Table of Contents

I/O Deduplication: Utilizing Content Similarity to Improve I/O Performance

Authors

Abstract

Duplication of data in storage systems is becoming increasingly common. We introduce I/O Deduplication, a storage optimization that utilizes content similarity for improving I/O performance by eliminating I/O operations and reducing the mechanical delays during I/O operations. I/O Deduplication consists of three main techniques: content-based caching, dynamic replica retrieval, and selective duplication. Each of these techniques is motivated by our observations with I/O workload traces obtained from actively-used production storage systems, all of which revealed surprisingly high levels of content similarity for both stored and accessed data. Evaluation of a prototype implementation using these workloads revealed an overall improvement in disk I/O performance of 28-47% across these workloads. Further breakdown also showed that each of the three techniques contributed significantly to the overall performance improvement.

Publications

Traces

3 weeks of traces collected during the period 11/01/08-11/21/08. All the systems were running Linux using the ext3 file system.

Files Description
mail.tar.xz (LZMA compression) CS department's mail server traces. It includes all the inboxes of mails in the CS department.
homes.tar.gz Research group activities: developing, testing, experiments, technical writing, plotting.
web-vm.tar.gz CS department webmail proxy and online course management.

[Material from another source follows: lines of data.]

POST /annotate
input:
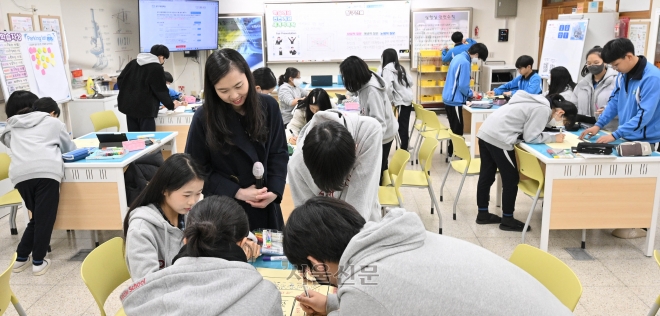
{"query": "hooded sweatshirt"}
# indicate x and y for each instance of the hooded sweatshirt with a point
(362, 191)
(203, 286)
(523, 118)
(142, 87)
(151, 242)
(37, 142)
(374, 102)
(589, 100)
(398, 93)
(396, 267)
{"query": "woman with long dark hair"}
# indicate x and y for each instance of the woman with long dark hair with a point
(235, 129)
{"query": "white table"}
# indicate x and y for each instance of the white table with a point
(623, 192)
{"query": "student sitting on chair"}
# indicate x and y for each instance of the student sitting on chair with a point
(210, 275)
(396, 267)
(337, 156)
(522, 119)
(154, 223)
(460, 45)
(37, 140)
(316, 100)
(527, 80)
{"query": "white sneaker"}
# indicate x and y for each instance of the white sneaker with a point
(20, 266)
(41, 269)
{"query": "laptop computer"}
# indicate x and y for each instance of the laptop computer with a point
(111, 139)
(322, 81)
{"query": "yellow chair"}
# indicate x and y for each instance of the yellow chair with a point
(656, 304)
(553, 273)
(103, 120)
(104, 270)
(6, 295)
(12, 198)
(390, 195)
(468, 166)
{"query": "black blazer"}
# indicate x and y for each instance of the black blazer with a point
(231, 171)
(142, 89)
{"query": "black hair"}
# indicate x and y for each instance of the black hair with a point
(264, 78)
(160, 50)
(175, 172)
(288, 73)
(457, 37)
(19, 100)
(168, 77)
(355, 73)
(321, 228)
(480, 49)
(524, 61)
(217, 111)
(560, 78)
(214, 221)
(390, 56)
(317, 97)
(329, 154)
(617, 48)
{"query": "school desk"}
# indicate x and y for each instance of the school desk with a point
(597, 193)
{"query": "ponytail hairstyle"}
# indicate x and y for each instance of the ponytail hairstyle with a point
(212, 223)
(289, 73)
(390, 56)
(175, 172)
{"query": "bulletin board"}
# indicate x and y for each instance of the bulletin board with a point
(33, 61)
(638, 33)
(432, 28)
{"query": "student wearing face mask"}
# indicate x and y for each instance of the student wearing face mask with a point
(593, 92)
(289, 93)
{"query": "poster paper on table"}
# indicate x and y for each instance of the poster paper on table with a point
(33, 61)
(432, 30)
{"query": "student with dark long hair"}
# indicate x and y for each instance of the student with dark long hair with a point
(317, 100)
(236, 128)
(214, 257)
(371, 91)
(154, 222)
(399, 90)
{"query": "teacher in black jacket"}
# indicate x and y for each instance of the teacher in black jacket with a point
(142, 89)
(235, 128)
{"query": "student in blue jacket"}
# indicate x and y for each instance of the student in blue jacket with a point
(635, 100)
(457, 87)
(460, 46)
(527, 80)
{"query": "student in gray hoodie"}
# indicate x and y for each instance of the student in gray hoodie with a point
(371, 91)
(210, 275)
(337, 156)
(37, 140)
(396, 267)
(154, 223)
(522, 119)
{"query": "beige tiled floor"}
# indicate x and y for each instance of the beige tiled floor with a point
(620, 281)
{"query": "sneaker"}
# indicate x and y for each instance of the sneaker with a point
(41, 269)
(512, 225)
(19, 266)
(629, 233)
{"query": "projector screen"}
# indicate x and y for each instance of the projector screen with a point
(179, 25)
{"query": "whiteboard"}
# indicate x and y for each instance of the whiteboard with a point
(431, 30)
(33, 61)
(332, 31)
(563, 45)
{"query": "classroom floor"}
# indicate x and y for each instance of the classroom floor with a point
(619, 281)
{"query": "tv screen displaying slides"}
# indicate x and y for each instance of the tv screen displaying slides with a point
(179, 25)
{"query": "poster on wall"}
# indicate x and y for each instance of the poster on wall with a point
(432, 30)
(245, 35)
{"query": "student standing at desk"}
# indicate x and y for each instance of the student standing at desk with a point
(636, 100)
(237, 127)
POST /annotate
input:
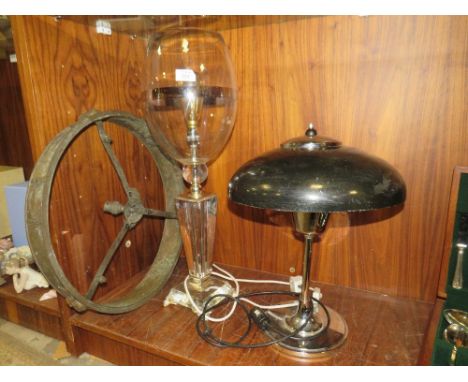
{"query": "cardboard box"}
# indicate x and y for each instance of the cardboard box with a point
(15, 195)
(8, 175)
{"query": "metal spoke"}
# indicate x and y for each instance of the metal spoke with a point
(107, 142)
(160, 214)
(98, 277)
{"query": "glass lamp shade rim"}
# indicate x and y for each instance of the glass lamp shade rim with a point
(174, 31)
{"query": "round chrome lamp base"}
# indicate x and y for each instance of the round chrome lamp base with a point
(316, 343)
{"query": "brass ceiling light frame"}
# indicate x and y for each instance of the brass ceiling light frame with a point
(37, 215)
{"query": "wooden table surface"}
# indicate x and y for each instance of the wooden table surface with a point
(383, 330)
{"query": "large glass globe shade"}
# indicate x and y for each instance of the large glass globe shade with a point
(191, 93)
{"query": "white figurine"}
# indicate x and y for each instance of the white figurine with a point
(19, 252)
(24, 277)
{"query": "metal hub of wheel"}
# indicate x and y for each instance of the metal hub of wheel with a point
(37, 215)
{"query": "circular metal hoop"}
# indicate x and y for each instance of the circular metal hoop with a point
(37, 215)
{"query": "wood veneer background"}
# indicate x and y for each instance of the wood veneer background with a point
(391, 86)
(15, 149)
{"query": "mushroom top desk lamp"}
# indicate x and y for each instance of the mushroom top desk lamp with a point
(313, 176)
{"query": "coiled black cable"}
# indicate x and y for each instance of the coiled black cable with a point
(205, 332)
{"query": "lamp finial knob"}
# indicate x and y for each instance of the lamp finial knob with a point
(311, 132)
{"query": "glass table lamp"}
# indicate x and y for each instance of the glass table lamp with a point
(312, 176)
(190, 110)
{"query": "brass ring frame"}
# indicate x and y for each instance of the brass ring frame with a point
(37, 216)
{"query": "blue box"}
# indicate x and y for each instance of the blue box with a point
(15, 195)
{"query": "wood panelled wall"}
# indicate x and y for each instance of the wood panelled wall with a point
(15, 148)
(392, 86)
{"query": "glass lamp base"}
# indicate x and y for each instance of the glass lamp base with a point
(325, 338)
(200, 291)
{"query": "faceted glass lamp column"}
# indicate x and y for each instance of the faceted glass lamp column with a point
(190, 109)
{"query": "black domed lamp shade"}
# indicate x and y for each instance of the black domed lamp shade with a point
(312, 176)
(317, 174)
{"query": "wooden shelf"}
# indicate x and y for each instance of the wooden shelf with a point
(383, 330)
(25, 309)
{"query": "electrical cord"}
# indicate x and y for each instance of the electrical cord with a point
(206, 333)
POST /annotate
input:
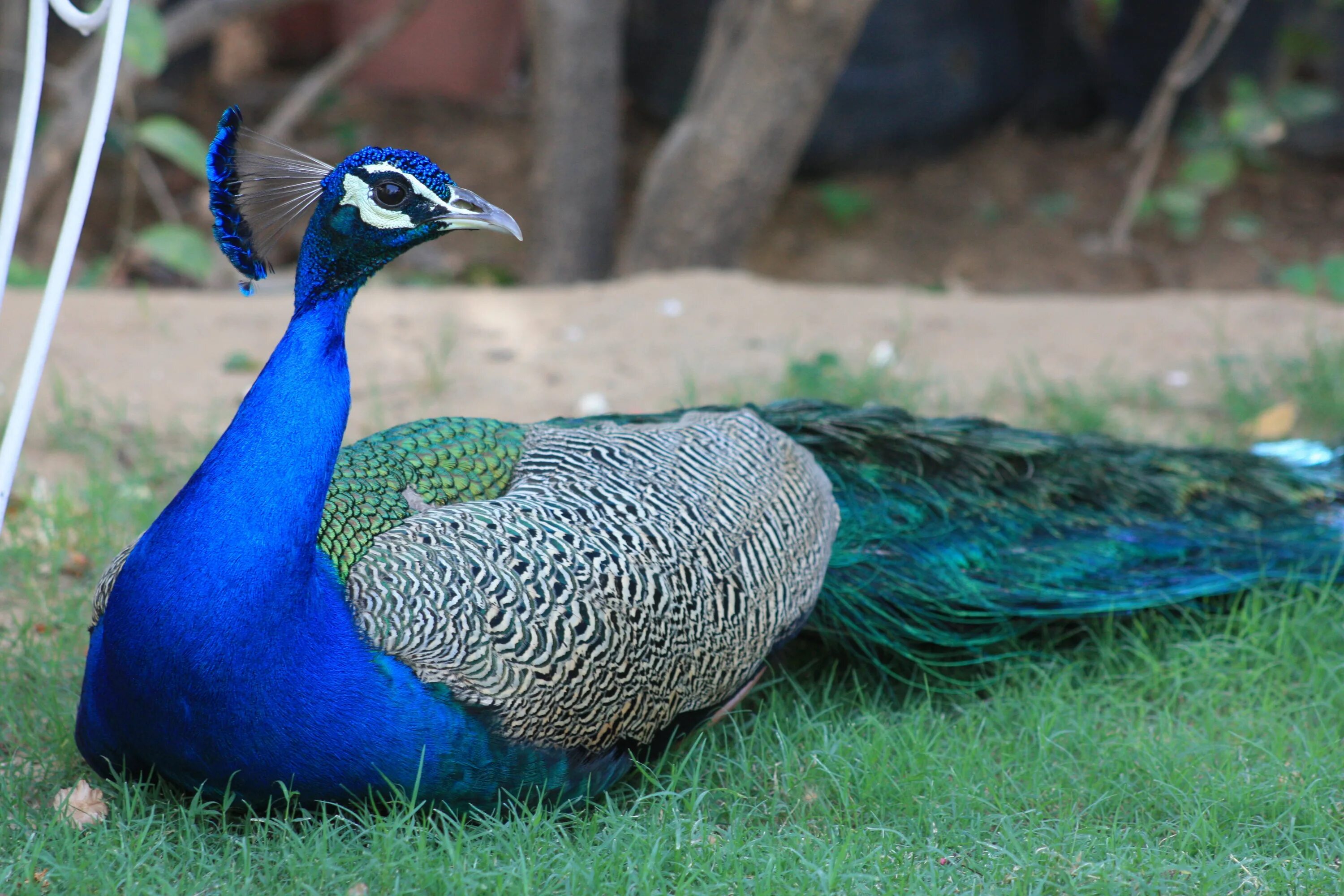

The traces files (one per day) are in ASCII and each record is as follows:

[ts in ns] [pid] [process] [lba] [size in 512 Bytes blocks] [Write or Read] [major device number] [minor device number] [MD5 per 4096 Bytes]

In the case of the homes traces, the format is different for the digests:

[ts in ns] [pid] [process] [lba] [size in 512 Bytes blocks] [Write or Read] [major device number] [minor device number] [MD5 per 512 Bytes]